Federal banking regulators issue due diligence guidance on community bank-fintech relationships. The FDIC, the Federal Reserve and the OCC jointly published guidance intended to help community banks in conducting due diligence when considering relationships with financial technology (fintech) companies. Announced on August 27, the guide, titled Conducting Due Diligence on Financial Technology Companies: A Guide for Community Banks, is intended to serve as a resource for bank management on prospective relationships with fintech companies. While the guide is geared primarily to community banks, its content could be useful for fintechs and banks of any size as well as for other types of third-party relationships. The guide draws from the federal banking regulators’ existing supervisory guidance on third-party risk management and follows the agencies’ release in July of proposed interagency guidance, which we described in the July 23 edition of Bank Regulatory New and Trends. With banks increasingly entering into business arrangements with fintechs to offer enhanced products and services, increase efficiency and reduce internal costs, the agencies’ guidance focuses on six key areas of due diligence that banks should consider:
- Business experience and qualifications
- Financial condition
- Legal and regulatory compliance
- Risk management and controls
- Information security and
- Operational resilience.
Quarles will no longer be the Fed’s vice chair for supervision. The Federal Reserve has announced that its Committee on Supervision and Regulation will not have a designated chair as of October 13, the date on which Randal Quarles’s four-year term as vice chair for supervision expired. Instead, the committee – which consists of Quarles and fellow-Fed Governors Lael Brainard and Michelle Bowman – will meet “as necessary” and “on an unchaired basis,” according to a statement from a Fed spokesperson. President Biden has not yet announced a nominee for vice chairman for supervision, a post that requires Senate confirmation, nor has the president indicated whether Fed Chair Jerome Powell will be renominated to the chairmanship. Powell and Quarles, nominated as chair and vice chair by former President Trump, have faced criticism from some Congressional Democrats and progressive advocacy groups. Brainard, currently the only board member nominated by a Democratic president, has been frequently mentioned as a potential successor to the current Fed Board Chair if Biden decides not to renominate Powell.

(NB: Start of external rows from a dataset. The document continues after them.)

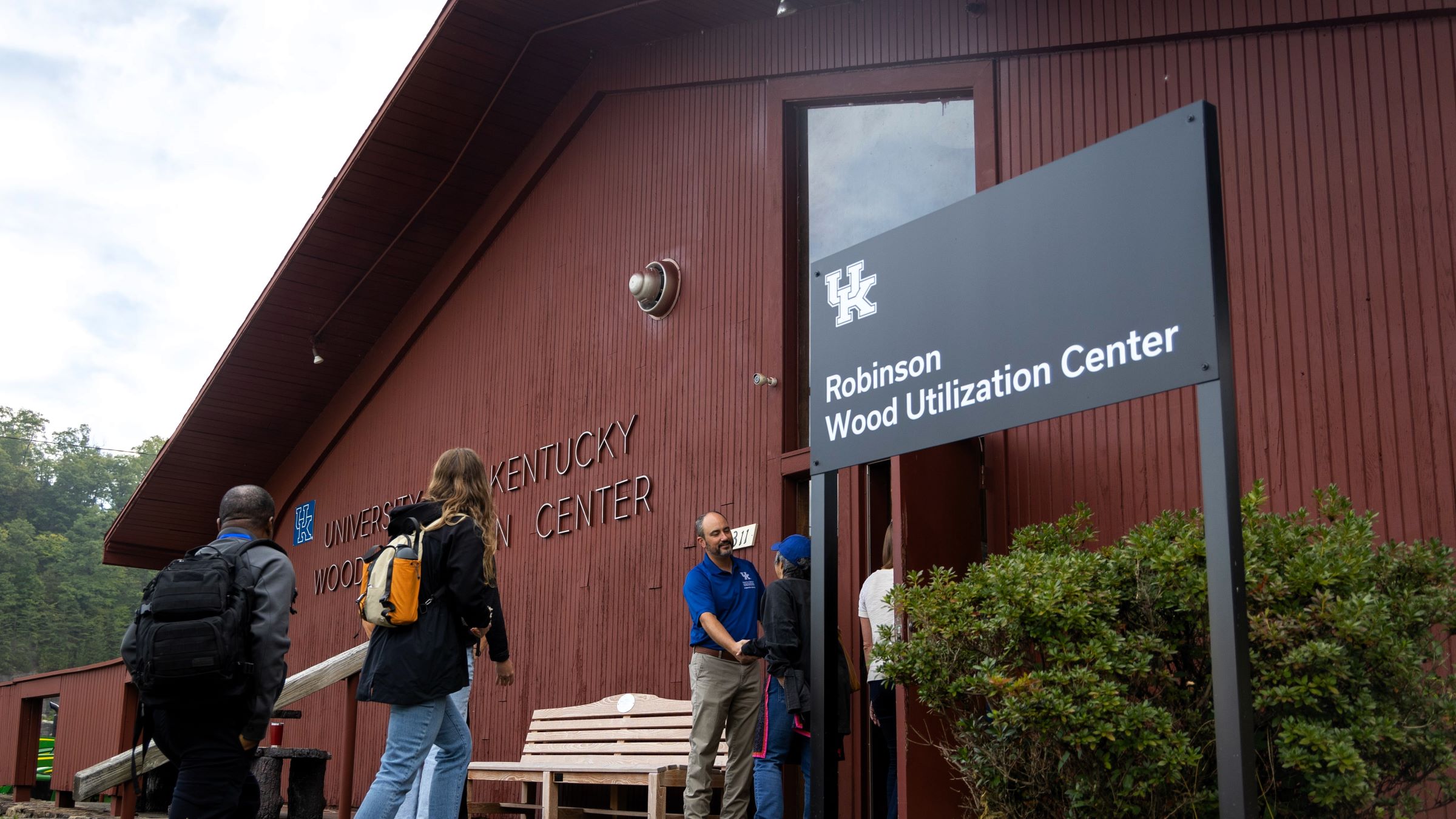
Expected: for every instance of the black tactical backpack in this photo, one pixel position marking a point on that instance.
(193, 627)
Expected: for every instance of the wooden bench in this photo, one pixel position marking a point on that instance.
(630, 740)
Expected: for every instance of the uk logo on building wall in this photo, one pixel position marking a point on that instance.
(852, 296)
(303, 524)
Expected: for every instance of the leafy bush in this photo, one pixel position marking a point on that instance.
(1076, 682)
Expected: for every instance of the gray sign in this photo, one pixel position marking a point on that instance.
(1087, 281)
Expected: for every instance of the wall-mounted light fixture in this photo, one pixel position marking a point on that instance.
(656, 288)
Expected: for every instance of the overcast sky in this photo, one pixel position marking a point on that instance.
(157, 161)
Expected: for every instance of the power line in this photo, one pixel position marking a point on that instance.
(72, 445)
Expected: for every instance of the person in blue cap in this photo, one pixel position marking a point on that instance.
(784, 722)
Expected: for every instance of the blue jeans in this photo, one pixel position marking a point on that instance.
(883, 697)
(784, 745)
(413, 729)
(417, 802)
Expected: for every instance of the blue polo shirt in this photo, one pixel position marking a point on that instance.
(732, 596)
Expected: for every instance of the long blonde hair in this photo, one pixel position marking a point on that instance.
(460, 487)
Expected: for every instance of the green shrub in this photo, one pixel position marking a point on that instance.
(1076, 682)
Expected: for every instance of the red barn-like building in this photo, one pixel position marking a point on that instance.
(465, 276)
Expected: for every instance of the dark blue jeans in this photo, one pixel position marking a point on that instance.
(784, 745)
(883, 698)
(215, 773)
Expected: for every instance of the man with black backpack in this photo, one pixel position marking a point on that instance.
(206, 652)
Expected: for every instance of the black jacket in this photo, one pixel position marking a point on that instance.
(426, 661)
(785, 647)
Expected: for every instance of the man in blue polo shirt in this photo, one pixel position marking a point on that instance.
(723, 598)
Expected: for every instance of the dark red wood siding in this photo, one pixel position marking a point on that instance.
(92, 707)
(1337, 191)
(1337, 153)
(1337, 121)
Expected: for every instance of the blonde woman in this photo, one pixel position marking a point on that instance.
(417, 668)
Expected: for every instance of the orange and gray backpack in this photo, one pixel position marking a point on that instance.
(394, 573)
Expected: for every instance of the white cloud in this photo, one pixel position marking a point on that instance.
(157, 162)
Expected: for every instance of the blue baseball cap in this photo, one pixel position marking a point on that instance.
(792, 548)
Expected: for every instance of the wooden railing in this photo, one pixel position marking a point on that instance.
(340, 668)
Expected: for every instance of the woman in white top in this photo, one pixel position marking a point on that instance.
(875, 613)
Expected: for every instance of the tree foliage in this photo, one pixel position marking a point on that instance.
(59, 604)
(1076, 682)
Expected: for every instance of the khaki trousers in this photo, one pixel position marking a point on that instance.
(724, 693)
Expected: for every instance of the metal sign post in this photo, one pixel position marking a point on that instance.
(1096, 279)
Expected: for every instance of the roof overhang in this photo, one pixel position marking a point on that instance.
(475, 93)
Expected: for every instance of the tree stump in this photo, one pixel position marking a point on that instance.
(305, 781)
(268, 771)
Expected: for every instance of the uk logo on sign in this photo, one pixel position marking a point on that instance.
(852, 296)
(303, 524)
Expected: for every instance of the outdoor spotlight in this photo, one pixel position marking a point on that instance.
(656, 288)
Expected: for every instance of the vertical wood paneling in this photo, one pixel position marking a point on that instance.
(1338, 183)
(91, 700)
(542, 343)
(1337, 193)
(902, 31)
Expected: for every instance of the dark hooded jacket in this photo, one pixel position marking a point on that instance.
(426, 661)
(785, 649)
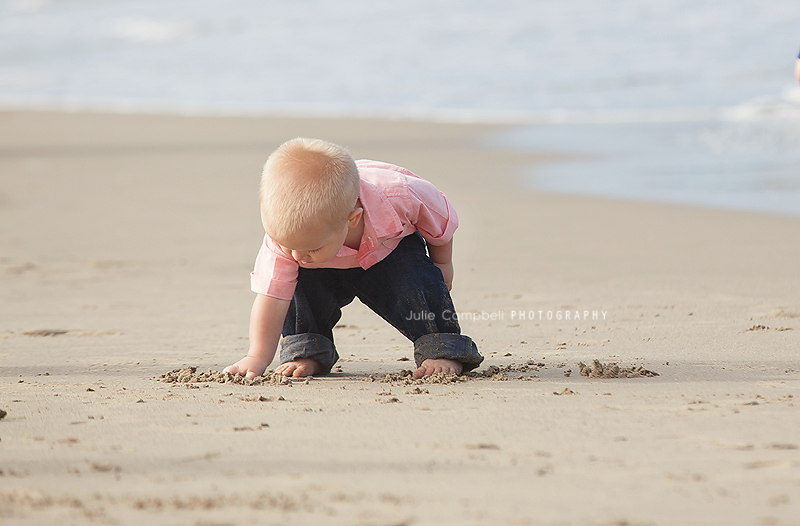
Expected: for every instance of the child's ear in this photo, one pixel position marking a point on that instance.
(355, 217)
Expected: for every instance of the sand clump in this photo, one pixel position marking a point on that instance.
(612, 370)
(189, 375)
(406, 377)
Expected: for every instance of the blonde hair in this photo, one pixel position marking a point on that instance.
(307, 184)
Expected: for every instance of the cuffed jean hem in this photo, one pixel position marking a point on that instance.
(310, 345)
(447, 345)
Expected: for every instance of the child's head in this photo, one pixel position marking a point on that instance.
(309, 188)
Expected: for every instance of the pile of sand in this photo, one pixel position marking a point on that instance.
(189, 375)
(406, 377)
(612, 370)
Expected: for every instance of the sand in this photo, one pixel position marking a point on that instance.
(126, 243)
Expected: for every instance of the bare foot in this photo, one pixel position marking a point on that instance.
(438, 365)
(298, 368)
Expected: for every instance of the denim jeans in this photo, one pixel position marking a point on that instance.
(405, 288)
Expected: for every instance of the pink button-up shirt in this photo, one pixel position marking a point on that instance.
(396, 203)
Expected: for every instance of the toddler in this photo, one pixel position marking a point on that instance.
(337, 229)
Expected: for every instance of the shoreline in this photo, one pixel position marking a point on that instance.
(693, 183)
(127, 246)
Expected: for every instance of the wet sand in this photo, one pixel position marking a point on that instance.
(126, 243)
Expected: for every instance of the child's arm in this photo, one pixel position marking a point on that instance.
(266, 324)
(442, 256)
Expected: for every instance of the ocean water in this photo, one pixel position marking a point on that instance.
(667, 100)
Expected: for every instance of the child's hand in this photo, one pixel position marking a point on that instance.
(447, 272)
(248, 367)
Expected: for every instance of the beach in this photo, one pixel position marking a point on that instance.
(126, 243)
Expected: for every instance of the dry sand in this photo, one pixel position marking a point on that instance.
(126, 244)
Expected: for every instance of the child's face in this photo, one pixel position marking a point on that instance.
(315, 247)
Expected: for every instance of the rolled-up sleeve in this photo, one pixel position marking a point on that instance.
(435, 218)
(275, 273)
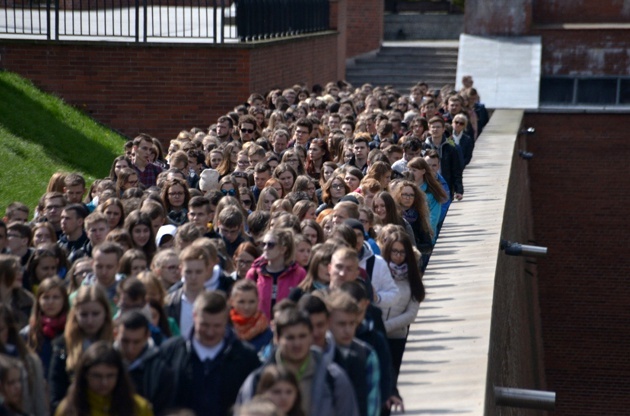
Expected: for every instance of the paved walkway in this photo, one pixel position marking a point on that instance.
(445, 362)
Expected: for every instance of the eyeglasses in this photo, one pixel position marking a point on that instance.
(229, 231)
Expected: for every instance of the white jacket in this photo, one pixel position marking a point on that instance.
(382, 280)
(402, 313)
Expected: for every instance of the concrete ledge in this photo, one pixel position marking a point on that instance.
(422, 26)
(445, 364)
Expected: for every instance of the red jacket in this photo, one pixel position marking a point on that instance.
(290, 278)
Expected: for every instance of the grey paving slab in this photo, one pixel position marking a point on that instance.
(506, 70)
(445, 362)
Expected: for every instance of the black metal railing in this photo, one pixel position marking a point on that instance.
(264, 19)
(215, 21)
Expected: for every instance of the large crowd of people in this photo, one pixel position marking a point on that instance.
(269, 265)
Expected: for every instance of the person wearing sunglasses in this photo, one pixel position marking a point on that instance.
(463, 140)
(247, 128)
(275, 272)
(446, 149)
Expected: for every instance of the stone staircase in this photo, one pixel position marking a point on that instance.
(403, 64)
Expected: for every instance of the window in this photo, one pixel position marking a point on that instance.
(580, 91)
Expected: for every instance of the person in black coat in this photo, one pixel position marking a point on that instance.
(211, 364)
(150, 373)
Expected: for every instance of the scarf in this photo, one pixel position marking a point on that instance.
(399, 272)
(411, 215)
(248, 328)
(51, 327)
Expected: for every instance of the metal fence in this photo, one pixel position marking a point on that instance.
(216, 21)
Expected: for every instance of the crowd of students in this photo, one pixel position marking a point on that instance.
(271, 265)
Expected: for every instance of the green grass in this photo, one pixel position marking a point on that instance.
(41, 135)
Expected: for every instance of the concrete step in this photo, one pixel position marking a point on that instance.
(412, 51)
(422, 26)
(401, 60)
(404, 64)
(402, 85)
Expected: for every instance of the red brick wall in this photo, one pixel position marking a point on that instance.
(590, 52)
(562, 11)
(365, 26)
(162, 89)
(311, 60)
(515, 356)
(579, 185)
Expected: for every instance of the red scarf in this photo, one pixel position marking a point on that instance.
(248, 328)
(51, 327)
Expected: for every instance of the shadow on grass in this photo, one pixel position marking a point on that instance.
(49, 127)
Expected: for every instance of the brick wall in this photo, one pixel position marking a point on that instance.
(498, 17)
(562, 11)
(310, 61)
(579, 185)
(515, 356)
(162, 89)
(585, 52)
(365, 26)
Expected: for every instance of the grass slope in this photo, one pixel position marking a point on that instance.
(41, 135)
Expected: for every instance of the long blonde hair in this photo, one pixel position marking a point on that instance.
(74, 335)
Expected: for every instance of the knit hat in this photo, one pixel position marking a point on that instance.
(355, 224)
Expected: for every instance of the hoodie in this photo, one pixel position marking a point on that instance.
(381, 278)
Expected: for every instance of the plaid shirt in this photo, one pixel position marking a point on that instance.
(149, 176)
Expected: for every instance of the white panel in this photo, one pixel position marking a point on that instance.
(506, 70)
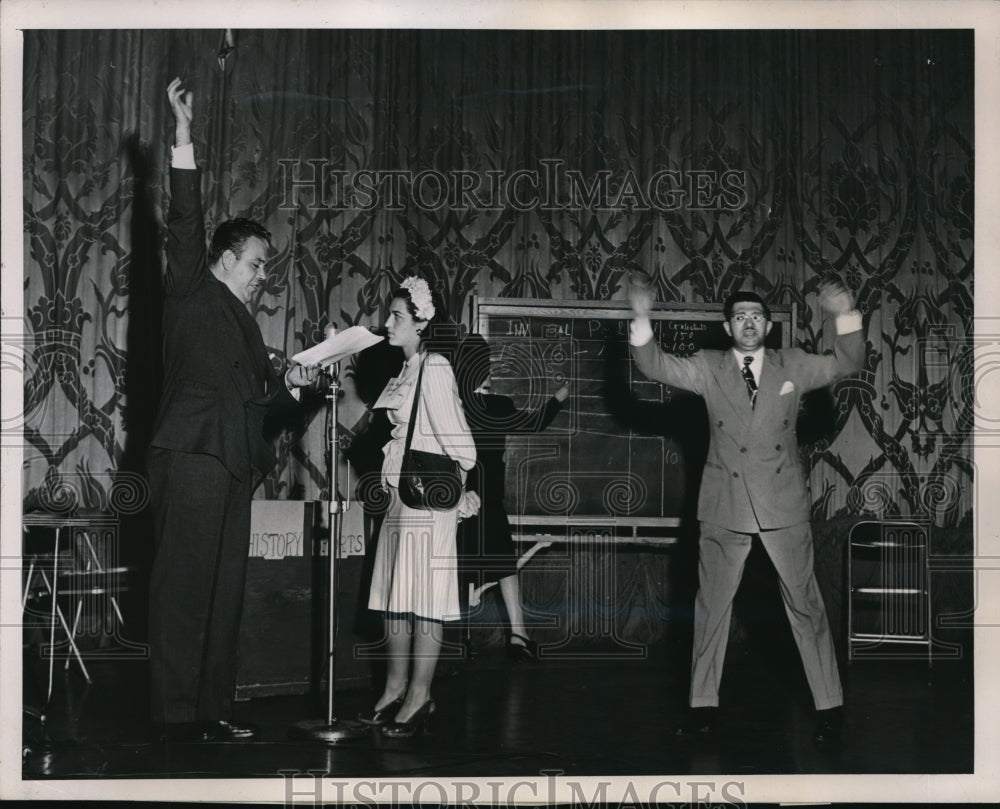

- Quarles also chairs the Financial Stability Board, an international standard-setting body. His three-year term as FSB chair expires in December.
- Quarles’s term as a member of the Fed’s Board of Governors runs until January 31, 2032. Powell’s term as a board member expires January 21, 2028. Board members serve for 14-year terms, while the chair and vice-chair terms are for four years.
- Fed Vice Chair Richard Clarida’s term on the board also expires in January. Clarida was nominated by Trump and confirmed by the Senate in 2018 to fill an unexpired term. There additionally continues to be a vacancy on the seven-member Board of Governors. Thus, Biden will have opportunities to put his imprint on the Fed.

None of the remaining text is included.